Update on the Holland Energy Plan
Please see previous Posts on the Holland Energy decision here and here.
On November 2, the Holland BPW will be holding an all-day session at the DoubleTree Hotel in Holland entitled Risk Analysis Process: Session 2. It is a follow up to the first session held back on September 28 by HDR Consultants that set out the perimeters (workbook here) for the subsequent sessions that the BPW has held as as part of what it calls P21decison, a relatively elaborate process whose stated goal is to go through approximately eight major options they've laid out as possible ways in which the BPW can supply the Holland area with its future energy needs. Because the November 2 Session will seek to fix the economic inputs and values, and thus be fairly determinative, it seems a good time to review what has happened up to now in anticipation of that meeting.
On October 17, the Holland Sustainability Committee voted to approve the recommendations of the Community Energy Plan which it had spent the previous year working on, together with Garforth International. The recommendation was to approve Scenario B, which offered a wide variety of generation options and time schedules to provide for the next 40 years of Holland's energy future. This recommendation was sent to City Council, and is awaiting action.
On a parallel course, the Holland BPW has begun its P21decision process on September 28. It has its website, and the BPW is beginning the process of putting power points and videos of the presenters online, both on its own site and on Macmedia.org. Up to now, we've seen discussion of generation options, fuel types, regulations, and assorted topics such as dredging, district heating and thermal discharge into Lake Macatawa.

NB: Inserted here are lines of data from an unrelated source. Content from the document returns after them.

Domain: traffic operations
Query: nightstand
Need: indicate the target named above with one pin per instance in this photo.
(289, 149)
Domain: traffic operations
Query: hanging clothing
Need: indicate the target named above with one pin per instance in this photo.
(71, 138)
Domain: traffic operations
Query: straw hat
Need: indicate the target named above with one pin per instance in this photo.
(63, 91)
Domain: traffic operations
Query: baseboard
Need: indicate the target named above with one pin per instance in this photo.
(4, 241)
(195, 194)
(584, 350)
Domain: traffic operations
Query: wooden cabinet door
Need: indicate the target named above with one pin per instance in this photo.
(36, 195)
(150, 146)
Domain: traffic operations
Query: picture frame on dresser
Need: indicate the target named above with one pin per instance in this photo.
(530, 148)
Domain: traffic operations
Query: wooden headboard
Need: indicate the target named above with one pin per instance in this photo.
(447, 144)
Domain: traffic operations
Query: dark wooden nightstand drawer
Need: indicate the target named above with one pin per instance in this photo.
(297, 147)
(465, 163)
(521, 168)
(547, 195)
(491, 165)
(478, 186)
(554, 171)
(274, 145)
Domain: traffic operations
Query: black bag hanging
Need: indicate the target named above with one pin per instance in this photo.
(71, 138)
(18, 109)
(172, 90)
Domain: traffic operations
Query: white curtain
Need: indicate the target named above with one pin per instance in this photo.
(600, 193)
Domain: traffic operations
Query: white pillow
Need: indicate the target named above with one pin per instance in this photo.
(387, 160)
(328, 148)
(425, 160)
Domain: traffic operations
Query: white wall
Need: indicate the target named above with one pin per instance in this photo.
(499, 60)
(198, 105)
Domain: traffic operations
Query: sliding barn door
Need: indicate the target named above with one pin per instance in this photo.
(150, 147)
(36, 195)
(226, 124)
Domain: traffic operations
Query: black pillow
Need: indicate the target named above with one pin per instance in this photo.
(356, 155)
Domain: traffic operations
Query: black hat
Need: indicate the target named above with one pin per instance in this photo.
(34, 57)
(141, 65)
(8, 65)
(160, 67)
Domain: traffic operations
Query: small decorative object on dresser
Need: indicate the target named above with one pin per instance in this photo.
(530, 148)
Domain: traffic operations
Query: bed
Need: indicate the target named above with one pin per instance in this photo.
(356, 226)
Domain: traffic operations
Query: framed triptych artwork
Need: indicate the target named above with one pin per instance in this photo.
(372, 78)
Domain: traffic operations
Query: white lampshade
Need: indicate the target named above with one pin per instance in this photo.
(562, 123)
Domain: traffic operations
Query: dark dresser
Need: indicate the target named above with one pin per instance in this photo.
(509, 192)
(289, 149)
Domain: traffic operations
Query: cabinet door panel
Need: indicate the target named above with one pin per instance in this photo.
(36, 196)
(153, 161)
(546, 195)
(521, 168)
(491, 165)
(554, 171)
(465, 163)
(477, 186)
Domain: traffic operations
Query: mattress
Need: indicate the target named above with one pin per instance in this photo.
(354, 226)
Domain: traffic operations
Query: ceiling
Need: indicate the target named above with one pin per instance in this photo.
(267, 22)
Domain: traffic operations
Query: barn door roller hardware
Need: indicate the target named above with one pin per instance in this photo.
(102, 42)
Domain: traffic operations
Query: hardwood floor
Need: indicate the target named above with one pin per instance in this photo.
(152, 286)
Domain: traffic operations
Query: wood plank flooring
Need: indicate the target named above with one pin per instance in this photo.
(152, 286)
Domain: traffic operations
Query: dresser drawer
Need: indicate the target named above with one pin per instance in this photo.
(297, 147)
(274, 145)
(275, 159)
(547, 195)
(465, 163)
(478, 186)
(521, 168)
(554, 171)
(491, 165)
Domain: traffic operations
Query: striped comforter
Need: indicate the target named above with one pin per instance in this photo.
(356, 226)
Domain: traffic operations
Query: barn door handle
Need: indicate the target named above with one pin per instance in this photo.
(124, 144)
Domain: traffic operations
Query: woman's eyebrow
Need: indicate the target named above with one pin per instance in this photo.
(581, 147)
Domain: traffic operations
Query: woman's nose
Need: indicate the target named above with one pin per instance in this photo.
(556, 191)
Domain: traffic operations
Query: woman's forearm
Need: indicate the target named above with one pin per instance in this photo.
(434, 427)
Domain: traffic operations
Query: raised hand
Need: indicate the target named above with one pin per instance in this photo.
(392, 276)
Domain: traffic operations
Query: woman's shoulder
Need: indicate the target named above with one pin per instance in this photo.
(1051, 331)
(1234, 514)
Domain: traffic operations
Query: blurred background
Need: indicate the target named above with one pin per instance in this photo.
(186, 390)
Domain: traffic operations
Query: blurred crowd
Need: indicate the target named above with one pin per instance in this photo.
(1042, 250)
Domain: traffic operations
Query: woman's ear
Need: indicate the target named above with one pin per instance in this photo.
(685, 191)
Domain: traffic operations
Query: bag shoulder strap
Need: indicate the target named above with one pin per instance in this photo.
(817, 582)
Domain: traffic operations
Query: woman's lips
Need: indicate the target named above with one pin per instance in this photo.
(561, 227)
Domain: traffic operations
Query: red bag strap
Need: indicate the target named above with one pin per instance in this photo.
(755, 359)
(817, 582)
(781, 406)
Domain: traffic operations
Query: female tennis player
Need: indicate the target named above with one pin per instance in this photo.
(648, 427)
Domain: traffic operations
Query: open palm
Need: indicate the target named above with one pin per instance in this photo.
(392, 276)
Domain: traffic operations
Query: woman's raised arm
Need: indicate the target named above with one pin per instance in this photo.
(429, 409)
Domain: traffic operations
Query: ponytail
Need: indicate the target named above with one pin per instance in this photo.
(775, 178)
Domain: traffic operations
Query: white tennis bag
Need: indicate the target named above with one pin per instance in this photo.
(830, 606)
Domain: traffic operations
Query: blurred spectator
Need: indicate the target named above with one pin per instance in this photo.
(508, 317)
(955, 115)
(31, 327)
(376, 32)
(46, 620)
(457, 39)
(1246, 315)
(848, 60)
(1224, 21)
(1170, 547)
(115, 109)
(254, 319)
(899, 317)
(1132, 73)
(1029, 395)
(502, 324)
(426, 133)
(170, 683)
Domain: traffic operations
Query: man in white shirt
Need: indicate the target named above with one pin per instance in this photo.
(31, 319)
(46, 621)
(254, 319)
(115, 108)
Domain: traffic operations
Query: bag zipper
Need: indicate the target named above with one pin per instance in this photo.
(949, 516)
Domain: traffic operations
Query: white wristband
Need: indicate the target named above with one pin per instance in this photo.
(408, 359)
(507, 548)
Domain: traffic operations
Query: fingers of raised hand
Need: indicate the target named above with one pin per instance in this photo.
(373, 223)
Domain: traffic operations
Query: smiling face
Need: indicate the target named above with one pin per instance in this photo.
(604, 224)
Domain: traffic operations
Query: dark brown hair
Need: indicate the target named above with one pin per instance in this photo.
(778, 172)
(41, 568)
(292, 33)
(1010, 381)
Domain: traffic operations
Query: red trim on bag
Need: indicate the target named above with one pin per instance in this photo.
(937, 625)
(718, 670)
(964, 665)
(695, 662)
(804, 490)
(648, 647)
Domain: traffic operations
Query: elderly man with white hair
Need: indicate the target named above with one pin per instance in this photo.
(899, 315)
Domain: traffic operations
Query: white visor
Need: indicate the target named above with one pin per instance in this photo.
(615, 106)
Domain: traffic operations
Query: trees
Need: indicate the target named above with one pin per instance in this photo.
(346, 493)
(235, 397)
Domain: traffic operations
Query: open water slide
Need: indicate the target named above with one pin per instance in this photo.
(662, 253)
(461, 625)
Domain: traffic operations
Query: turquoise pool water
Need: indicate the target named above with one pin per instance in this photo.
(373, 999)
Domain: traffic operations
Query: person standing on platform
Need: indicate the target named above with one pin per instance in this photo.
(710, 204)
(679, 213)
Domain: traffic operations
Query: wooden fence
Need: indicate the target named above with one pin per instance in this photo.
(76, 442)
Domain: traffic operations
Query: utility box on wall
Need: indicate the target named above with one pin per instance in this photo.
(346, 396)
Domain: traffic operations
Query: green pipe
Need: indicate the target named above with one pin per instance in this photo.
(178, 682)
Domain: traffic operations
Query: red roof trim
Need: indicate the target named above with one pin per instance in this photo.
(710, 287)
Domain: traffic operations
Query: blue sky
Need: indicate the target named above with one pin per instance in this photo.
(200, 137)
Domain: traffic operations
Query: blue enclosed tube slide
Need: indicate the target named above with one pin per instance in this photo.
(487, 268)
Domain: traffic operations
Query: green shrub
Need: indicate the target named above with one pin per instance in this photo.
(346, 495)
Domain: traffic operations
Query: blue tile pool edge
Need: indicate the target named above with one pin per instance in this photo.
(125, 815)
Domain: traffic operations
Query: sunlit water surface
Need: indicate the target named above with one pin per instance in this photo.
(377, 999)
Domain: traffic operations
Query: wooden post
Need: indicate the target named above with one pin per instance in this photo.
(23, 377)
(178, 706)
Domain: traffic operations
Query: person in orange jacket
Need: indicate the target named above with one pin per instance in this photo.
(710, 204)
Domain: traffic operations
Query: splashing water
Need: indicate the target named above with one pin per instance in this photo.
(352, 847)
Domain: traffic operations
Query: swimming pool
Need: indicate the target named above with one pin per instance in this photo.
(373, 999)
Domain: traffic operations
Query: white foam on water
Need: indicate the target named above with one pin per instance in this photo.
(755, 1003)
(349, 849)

1. Solid Fuel/Circulating Fluidized Bed - A 70 MW plant located at current JDY site, costing $270 million, and fueled by a mix of Petroleum Coke, Coal and Biomass. It will be able to support current snowmelt system as well as, with additional modifications, a district heating system. The CEP puts the levelized cost of electricity from this starting in 2016 option at $74.9 per MwH with no Greenhouse gas penalty, and $98.6 per MwH with one.
2. Combined Cycle Gas Turbines - Two LM2500 Combined Cycle turbines costing $105M for 70 MwH capacity (Garforth) or $90M for 55 MwH capacity (HDR/P21). It will be fueled with Natural Gas. It will be able to support current snowmelt system as well as, with additional modifications, a district heating system. The CEP puts the levelized cost of electricity from this option, starting in 2016, at $65.5 per MwH with no Greenhouse gas penalty, and $75.7 per MwH with one.
3. Combined Heat and Power Plant - One LM2500 Combined Cycle turbine costing $60M for 30 MwH capacity (Garforth) or $40M for 20 MwH capacity (HDR/P21). It will be fueled with Natural Gas. It will be able to support current snowmelt system as well as, with additional modifications, a district heating system. The CEP puts the levelized cost of electricity from this option, starting in 2016, at $81.1 per MwH with no Greenhouse gas penalty, and $91.9 per MwH with one.
The following table shows the Option-Benefit matrix as developed by HDR, and discussed at the first RAP session:
If this is supposed to be just a preliminary idea of how the final process is going to work, that's fine. But if these are the only real categories that are going have weight in the final decision, that seems problematic. There are at least two fairly important concerns that are not dealt with at all here.
One, there's no scoring of emissions, which is important when we talk about the high cost of externalities. A new paper in the American Economic Review attempts to estimate the cost imposed on society by air pollution, and allocate it across industries. The costs being calculated don’t include the long-run threat of climate change; they’re focused on measurable impacts of pollution on health and productivity, with the most important effects involving how pollutants — especially small particulates — affect human health, and use standard valuations on mortality and morbidity to turn these into dollars. The following table represents their findings as it relates to the present discussion:
A lot of that backs up what the Garforth report details. In the case of the AER report, it estimates the the Gross Economic Damage (GED) costs of Coal at an additional $28 per MwH, and Natural Gas at an additional $8 per MwH. This is very consistent with the GHG penalty the Garforth report applies to the two different fuel sources, which assigned a $24 and $10 penalty respectively.
Secondly, what the matrix also doesn't do is score financial risk. The larger list of categories does talk about fixed and variable costs, and that underscores in some sense the idea that larger projects carry more downsides than smaller ones do, as well as the idea that both Coal and Natural Gas have very uncertain price forecasts. But I don't think they are robust enough to underscore how much downside financial risk there is in large scale public works projects that are built, in some sense, on speculation of future revenues from a future clientele that is not at all certain. There is a category entitled 'Capacity Market Revenue' that deals with selling excess energy, but that is scored as a pure positive, without a corresponding acknowledgement that having an excess built capacity represents a downside risk as well.
Hopefully, these two areas get fuller attention in the next RAP session; without a fuller accounting of emissions as a serious social cost and financial risk as a large element, its hard to say that the final analysis will be at all comprehensive.